Only one company gets added to that 1% crowd so far this year, and we've discussed the tremendous growth I've seen from CMON in my store this year. That growth led them to join the 1% club, which only has 12 companies in it right now.
With the success I've had with Bunny Kingdom, and the stock levels I have for it right now through the holidays, I expect IELLO to just barely slide into this group and make it a lucky 13 companies when I check these numbers at the end of the year.
Wizards of the Coast
We can't really move on with life until we talk about Wizards of the Coast. I've already mentioned that CCGs make up 20.55% of my sales this year, and you would think that would be on the back of Wizards of the Coast, but this year we also had Star Wars Destiny being very good to me. Within my four walls Wizards of the Coast is down 19% this year, and Magic is down as sealed product (6.05%) and as a singles product (6.01%). Magic accounted for only 85% of my CCG sales, which is the lowest in the store's history, because of the strength of Star Wars Destiny (a strength that I am afraid may be fading if we're being totally blunt).
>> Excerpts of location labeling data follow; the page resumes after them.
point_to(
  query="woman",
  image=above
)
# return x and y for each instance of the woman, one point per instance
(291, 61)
With Magic being down, and my store only carrying two games in the CCG category, I'm looking at two things. Magic is down a significant number of dollars, but the CCG category is up 13.57% this year in real dollar sales. That's all Destiny, which I can't plan on riding again very hard.
Finally, Wizards of the Coast, as a publishing house, is down 18.67% in my store, but Magic, as a percentage of total Wizards of the Coast sales, has barely changed as a percentage of my Wizards of the Coast sales. Magic was 56.92% of total Wizards sales in 2016, and 56.31% of total Wizards sales this year.
Dungeons and Dragons has remained relatively flat 2016 to 2017 in total dollars, but the slow down in D&D board games (outside of Lords of Waterdeep) has meant that as a publisher they have become less valuable to me. Last year saw the release of Widow's Walk, and this year that was followed up with Betrayal at Baldur's Gate, which is have moved about 10% of the units that Widow's Walk moved.
Wizards of the Coast, as a publisher, was 38.24% of my total revenue in 2016, and is down to 30.75% this year. They are not only the largest percentage loss among publishers, but also the largest dollar loss by a significant amount. Magic accounted for 94.42% of CCG sales in 2016 (closing out some random stuff, and a tiny Destiny shipment accounts for the rest) while Magic accounts for only 84.3% of CCG sales in 2017.
Also, as a random note, let's remember that despite these huge losses in revenue from Wizards, as I write this blog post we have already surpassed the total sales for 2016, and it's the last day of November.
You've heard some talk that the end is nigh, I've even said it here. But, I want to share encouraging numbers.
Percentage of Sales Change from 2016 to 2017 January - 7.13% Down February - 17.75% Up
March - 32.19% Up
April - .42% Up
May - 15.74% Up
June - 8.4% Up
July - 10.49% Up
August - 5.91% Up
September - 16.19% Up
October - 18.45% Up
November - 10.21 Up
This was a strong year for the trade, but I sincerely believe it's getting harder and harder to succeed at this. You have to be more careful about what you buy, and how much of it you buy. You have to choose the revenue streams that work for your store.
For me, that means choosing to support companies who have chosen to support me. As I've better identified those companies, like IELLO and CMON, it's allowed me to increase revenue from companies that are doing some of the value protection that is important to the health of a brick and mortar retailer.
I hope all these numbers were informative. I'm more than willing to answer some questions, but you'll never get exact numbers out of me, just percentages. :)
Hope you all are having one fantastic holiday, best of luck during this season of joy and giving.